Presenter – John Collins
After graduating with distinction from University College Galway, John completed his surgical education and training in England. He was appointed as a general surgeon at Middlemore Hospital and soon after returned to the UK (Leeds) on a Smith & Nephew Commonwealth Scholarship, where he completed his MCH (Master of Surgery). He joined the University of Auckland Department of Surgery and established an academic presence in general surgery at South Auckland Health. His major surgical interests have been in breast surgery and he played a significant role in the setting up and monitoring of breast screening and was the editor of the National Guidelines for the Surgical Management of Breast Cancer. He was a member of the Government Steering Committee for The New Zealand Cancer Control Strategy and a member of the Government Task Force for its implementation. His has had a major interest in medical education and the accreditation of educational institutions at both undergraduate and postgraduate levels. Based on his research findings, he completed an MD and was awarded a Hunterian Professorship by the Royal College of Surgeons of England. John is an Honorary Fellow of the Royal College of Surgeons in Ireland, The Association of Surgeons of Great Britain and Ireland and the Academy of Medical Educators UK.
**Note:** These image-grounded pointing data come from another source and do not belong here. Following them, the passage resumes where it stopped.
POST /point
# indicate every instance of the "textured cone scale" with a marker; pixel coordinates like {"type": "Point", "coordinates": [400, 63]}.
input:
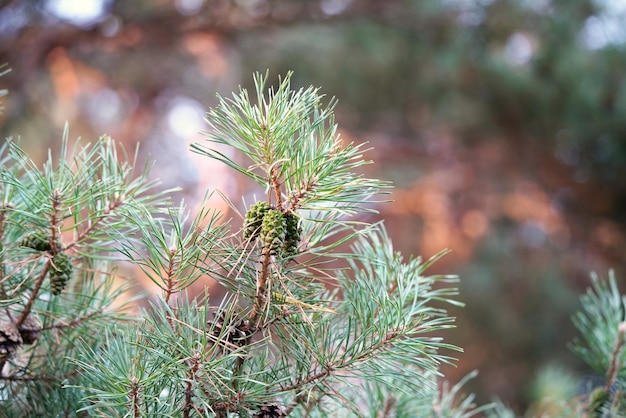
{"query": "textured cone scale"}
{"type": "Point", "coordinates": [37, 240]}
{"type": "Point", "coordinates": [10, 339]}
{"type": "Point", "coordinates": [60, 272]}
{"type": "Point", "coordinates": [292, 234]}
{"type": "Point", "coordinates": [273, 230]}
{"type": "Point", "coordinates": [29, 330]}
{"type": "Point", "coordinates": [254, 219]}
{"type": "Point", "coordinates": [237, 332]}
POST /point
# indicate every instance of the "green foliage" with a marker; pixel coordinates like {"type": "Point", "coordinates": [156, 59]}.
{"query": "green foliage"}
{"type": "Point", "coordinates": [58, 287]}
{"type": "Point", "coordinates": [281, 342]}
{"type": "Point", "coordinates": [305, 329]}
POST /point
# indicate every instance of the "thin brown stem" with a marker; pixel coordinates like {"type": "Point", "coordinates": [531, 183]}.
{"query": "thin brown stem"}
{"type": "Point", "coordinates": [33, 295]}
{"type": "Point", "coordinates": [276, 184]}
{"type": "Point", "coordinates": [54, 222]}
{"type": "Point", "coordinates": [73, 322]}
{"type": "Point", "coordinates": [32, 378]}
{"type": "Point", "coordinates": [170, 281]}
{"type": "Point", "coordinates": [93, 226]}
{"type": "Point", "coordinates": [261, 289]}
{"type": "Point", "coordinates": [191, 377]}
{"type": "Point", "coordinates": [614, 365]}
{"type": "Point", "coordinates": [135, 399]}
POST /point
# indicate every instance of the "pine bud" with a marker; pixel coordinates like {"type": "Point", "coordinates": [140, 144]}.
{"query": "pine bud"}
{"type": "Point", "coordinates": [10, 339]}
{"type": "Point", "coordinates": [37, 240]}
{"type": "Point", "coordinates": [254, 219]}
{"type": "Point", "coordinates": [292, 234]}
{"type": "Point", "coordinates": [597, 399]}
{"type": "Point", "coordinates": [273, 230]}
{"type": "Point", "coordinates": [29, 330]}
{"type": "Point", "coordinates": [61, 270]}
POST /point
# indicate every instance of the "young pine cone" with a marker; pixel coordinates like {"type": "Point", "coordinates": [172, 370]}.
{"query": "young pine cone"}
{"type": "Point", "coordinates": [10, 339]}
{"type": "Point", "coordinates": [237, 333]}
{"type": "Point", "coordinates": [37, 240]}
{"type": "Point", "coordinates": [254, 219]}
{"type": "Point", "coordinates": [292, 234]}
{"type": "Point", "coordinates": [273, 231]}
{"type": "Point", "coordinates": [60, 272]}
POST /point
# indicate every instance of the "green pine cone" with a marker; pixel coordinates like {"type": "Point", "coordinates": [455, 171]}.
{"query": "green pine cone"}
{"type": "Point", "coordinates": [293, 234]}
{"type": "Point", "coordinates": [273, 229]}
{"type": "Point", "coordinates": [597, 399]}
{"type": "Point", "coordinates": [60, 272]}
{"type": "Point", "coordinates": [254, 219]}
{"type": "Point", "coordinates": [37, 240]}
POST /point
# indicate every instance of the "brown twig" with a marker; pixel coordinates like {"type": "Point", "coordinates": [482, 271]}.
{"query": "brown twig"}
{"type": "Point", "coordinates": [191, 377]}
{"type": "Point", "coordinates": [63, 324]}
{"type": "Point", "coordinates": [170, 281]}
{"type": "Point", "coordinates": [614, 365]}
{"type": "Point", "coordinates": [135, 399]}
{"type": "Point", "coordinates": [33, 295]}
{"type": "Point", "coordinates": [91, 227]}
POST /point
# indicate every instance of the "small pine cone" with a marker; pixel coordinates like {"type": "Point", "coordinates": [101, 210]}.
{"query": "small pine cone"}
{"type": "Point", "coordinates": [254, 219]}
{"type": "Point", "coordinates": [270, 411]}
{"type": "Point", "coordinates": [292, 234]}
{"type": "Point", "coordinates": [29, 330]}
{"type": "Point", "coordinates": [37, 240]}
{"type": "Point", "coordinates": [10, 339]}
{"type": "Point", "coordinates": [60, 272]}
{"type": "Point", "coordinates": [273, 230]}
{"type": "Point", "coordinates": [237, 334]}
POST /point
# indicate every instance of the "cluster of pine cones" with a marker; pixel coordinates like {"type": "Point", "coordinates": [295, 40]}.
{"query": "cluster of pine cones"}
{"type": "Point", "coordinates": [278, 231]}
{"type": "Point", "coordinates": [61, 263]}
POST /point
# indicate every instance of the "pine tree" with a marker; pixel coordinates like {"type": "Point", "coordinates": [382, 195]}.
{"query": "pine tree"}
{"type": "Point", "coordinates": [322, 316]}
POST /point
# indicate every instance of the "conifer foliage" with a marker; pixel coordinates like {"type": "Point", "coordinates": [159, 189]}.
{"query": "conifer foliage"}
{"type": "Point", "coordinates": [322, 317]}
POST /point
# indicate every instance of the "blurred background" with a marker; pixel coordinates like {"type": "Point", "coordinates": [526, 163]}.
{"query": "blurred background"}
{"type": "Point", "coordinates": [501, 123]}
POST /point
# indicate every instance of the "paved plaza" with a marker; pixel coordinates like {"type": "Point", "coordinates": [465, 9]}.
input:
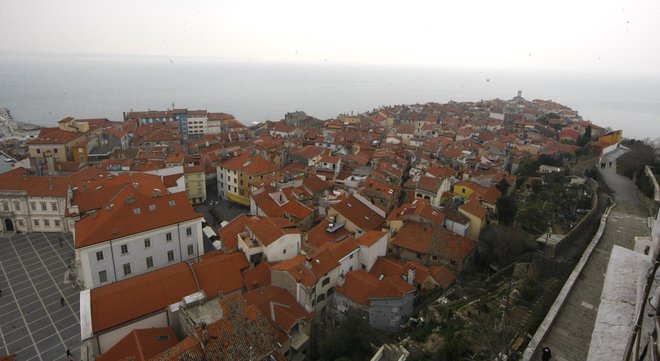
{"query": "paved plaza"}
{"type": "Point", "coordinates": [34, 323]}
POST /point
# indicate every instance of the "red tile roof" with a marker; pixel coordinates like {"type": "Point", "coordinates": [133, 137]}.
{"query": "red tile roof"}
{"type": "Point", "coordinates": [371, 237]}
{"type": "Point", "coordinates": [54, 136]}
{"type": "Point", "coordinates": [279, 307]}
{"type": "Point", "coordinates": [120, 302]}
{"type": "Point", "coordinates": [229, 233]}
{"type": "Point", "coordinates": [258, 276]}
{"type": "Point", "coordinates": [429, 184]}
{"type": "Point", "coordinates": [434, 240]}
{"type": "Point", "coordinates": [359, 214]}
{"type": "Point", "coordinates": [229, 266]}
{"type": "Point", "coordinates": [361, 287]}
{"type": "Point", "coordinates": [268, 230]}
{"type": "Point", "coordinates": [35, 185]}
{"type": "Point", "coordinates": [141, 344]}
{"type": "Point", "coordinates": [319, 236]}
{"type": "Point", "coordinates": [133, 212]}
{"type": "Point", "coordinates": [475, 208]}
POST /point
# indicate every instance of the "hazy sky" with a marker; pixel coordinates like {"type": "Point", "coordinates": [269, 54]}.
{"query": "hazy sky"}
{"type": "Point", "coordinates": [571, 35]}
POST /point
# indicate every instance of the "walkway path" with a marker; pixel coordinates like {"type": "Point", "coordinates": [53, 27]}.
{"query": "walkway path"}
{"type": "Point", "coordinates": [38, 309]}
{"type": "Point", "coordinates": [570, 334]}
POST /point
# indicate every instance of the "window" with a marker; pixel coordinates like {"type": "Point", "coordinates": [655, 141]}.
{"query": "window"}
{"type": "Point", "coordinates": [103, 276]}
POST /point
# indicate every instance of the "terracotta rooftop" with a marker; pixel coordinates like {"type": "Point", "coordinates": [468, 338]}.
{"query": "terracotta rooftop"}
{"type": "Point", "coordinates": [280, 308]}
{"type": "Point", "coordinates": [473, 207]}
{"type": "Point", "coordinates": [359, 214]}
{"type": "Point", "coordinates": [267, 230]}
{"type": "Point", "coordinates": [361, 287]}
{"type": "Point", "coordinates": [55, 186]}
{"type": "Point", "coordinates": [141, 344]}
{"type": "Point", "coordinates": [120, 302]}
{"type": "Point", "coordinates": [434, 240]}
{"type": "Point", "coordinates": [214, 264]}
{"type": "Point", "coordinates": [54, 136]}
{"type": "Point", "coordinates": [256, 277]}
{"type": "Point", "coordinates": [132, 212]}
{"type": "Point", "coordinates": [371, 237]}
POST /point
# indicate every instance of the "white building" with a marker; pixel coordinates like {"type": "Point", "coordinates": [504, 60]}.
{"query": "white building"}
{"type": "Point", "coordinates": [197, 122]}
{"type": "Point", "coordinates": [263, 240]}
{"type": "Point", "coordinates": [33, 203]}
{"type": "Point", "coordinates": [134, 234]}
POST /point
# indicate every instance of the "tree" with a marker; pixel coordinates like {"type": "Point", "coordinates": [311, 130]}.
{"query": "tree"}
{"type": "Point", "coordinates": [506, 209]}
{"type": "Point", "coordinates": [502, 186]}
{"type": "Point", "coordinates": [352, 339]}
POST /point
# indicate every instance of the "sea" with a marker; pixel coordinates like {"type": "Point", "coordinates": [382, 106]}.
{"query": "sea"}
{"type": "Point", "coordinates": [44, 89]}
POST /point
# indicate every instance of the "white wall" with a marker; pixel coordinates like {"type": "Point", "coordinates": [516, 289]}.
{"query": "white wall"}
{"type": "Point", "coordinates": [369, 255]}
{"type": "Point", "coordinates": [286, 247]}
{"type": "Point", "coordinates": [113, 259]}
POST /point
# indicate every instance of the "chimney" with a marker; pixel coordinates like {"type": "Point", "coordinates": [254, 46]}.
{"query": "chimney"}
{"type": "Point", "coordinates": [411, 275]}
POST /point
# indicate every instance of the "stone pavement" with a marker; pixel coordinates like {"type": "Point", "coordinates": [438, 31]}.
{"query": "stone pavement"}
{"type": "Point", "coordinates": [570, 334]}
{"type": "Point", "coordinates": [34, 323]}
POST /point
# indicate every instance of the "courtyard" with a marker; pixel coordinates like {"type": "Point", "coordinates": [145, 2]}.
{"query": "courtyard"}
{"type": "Point", "coordinates": [39, 310]}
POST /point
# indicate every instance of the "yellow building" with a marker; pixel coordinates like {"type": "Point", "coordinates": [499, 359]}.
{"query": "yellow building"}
{"type": "Point", "coordinates": [195, 179]}
{"type": "Point", "coordinates": [56, 143]}
{"type": "Point", "coordinates": [238, 173]}
{"type": "Point", "coordinates": [477, 216]}
{"type": "Point", "coordinates": [465, 189]}
{"type": "Point", "coordinates": [613, 137]}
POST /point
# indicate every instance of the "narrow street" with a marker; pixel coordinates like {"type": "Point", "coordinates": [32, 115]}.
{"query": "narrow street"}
{"type": "Point", "coordinates": [569, 336]}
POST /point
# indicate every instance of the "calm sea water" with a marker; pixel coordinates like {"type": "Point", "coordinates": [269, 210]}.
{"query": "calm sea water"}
{"type": "Point", "coordinates": [43, 90]}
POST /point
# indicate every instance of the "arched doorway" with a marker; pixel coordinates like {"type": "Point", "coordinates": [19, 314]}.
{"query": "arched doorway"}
{"type": "Point", "coordinates": [9, 225]}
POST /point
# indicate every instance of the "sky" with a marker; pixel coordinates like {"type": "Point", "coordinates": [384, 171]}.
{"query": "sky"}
{"type": "Point", "coordinates": [601, 36]}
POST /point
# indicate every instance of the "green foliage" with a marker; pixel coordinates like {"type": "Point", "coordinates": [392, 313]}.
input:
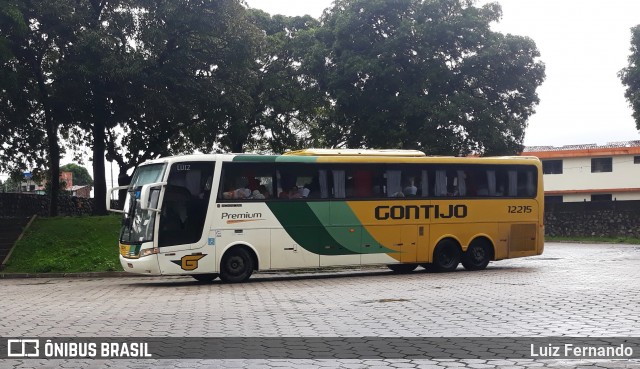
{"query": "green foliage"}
{"type": "Point", "coordinates": [67, 244]}
{"type": "Point", "coordinates": [427, 75]}
{"type": "Point", "coordinates": [81, 176]}
{"type": "Point", "coordinates": [630, 75]}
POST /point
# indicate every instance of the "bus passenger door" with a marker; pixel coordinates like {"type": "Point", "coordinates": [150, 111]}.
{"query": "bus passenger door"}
{"type": "Point", "coordinates": [181, 227]}
{"type": "Point", "coordinates": [409, 244]}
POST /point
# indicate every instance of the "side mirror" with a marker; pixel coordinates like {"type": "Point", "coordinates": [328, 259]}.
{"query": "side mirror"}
{"type": "Point", "coordinates": [150, 195]}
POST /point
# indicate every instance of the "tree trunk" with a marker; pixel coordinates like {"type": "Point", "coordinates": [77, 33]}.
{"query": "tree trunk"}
{"type": "Point", "coordinates": [54, 164]}
{"type": "Point", "coordinates": [123, 180]}
{"type": "Point", "coordinates": [99, 176]}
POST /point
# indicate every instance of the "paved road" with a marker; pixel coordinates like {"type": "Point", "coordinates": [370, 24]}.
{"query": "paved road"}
{"type": "Point", "coordinates": [570, 290]}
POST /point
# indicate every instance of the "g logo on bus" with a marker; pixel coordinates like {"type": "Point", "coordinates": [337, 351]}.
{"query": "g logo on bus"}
{"type": "Point", "coordinates": [189, 262]}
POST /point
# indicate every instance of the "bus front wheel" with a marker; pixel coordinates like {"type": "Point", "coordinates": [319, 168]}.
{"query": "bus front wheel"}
{"type": "Point", "coordinates": [446, 256]}
{"type": "Point", "coordinates": [477, 256]}
{"type": "Point", "coordinates": [205, 278]}
{"type": "Point", "coordinates": [236, 266]}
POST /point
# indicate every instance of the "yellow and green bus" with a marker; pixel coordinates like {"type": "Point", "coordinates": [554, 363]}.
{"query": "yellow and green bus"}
{"type": "Point", "coordinates": [229, 215]}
After a hand injury ended his surgical career, he was appointed as the Foundation Dean of Education at the Royal Australasian College of Surgeons in Melbourne and Professorial Fellow in Surgery in the Department of Surgery at the University of Melbourne. He later he moved to the University of Oxford as a Visiting Professor in the Nuffield Department of Surgical Sciences and Senior Research Visiting Fellow at Green Templeton College and continues to occupy these honorary appointments. While in Oxford, he led the Department of Health review of the UK Foundation Programme and completed a Diploma in the History of Medicine at the Society of Apothecaries (DHMSA). John is a volunteer guide at the Auckland War Memorial Museum and is currently undertaking a PhD in the History of Medicine at the University of Auckland, focusing on ‘the attitudes of surgeons and the experiences of their patients, in early nineteenth-century Britain’.
In 1973, a comprehensive questionnaire was sent to the 1675 Auckland medical graduates who qualified over the period 1973 – 1992. Only 75 graduates were untraceable. 1,238 (74%) of the 1,675 questionnaires were completed and returned. The first section of the questionnaire sought a broad range of information, including the factors that influenced their initial choice of medicine as a career, their personal experiences in medical school, their subsequent medical discipline or career and professional qualifications, the factors that influenced this choice and their level of job satisfaction. The second section focused on stress during the medical school course and the many factors that might have caused this stress. This presentation will describe some of the major findings from this study.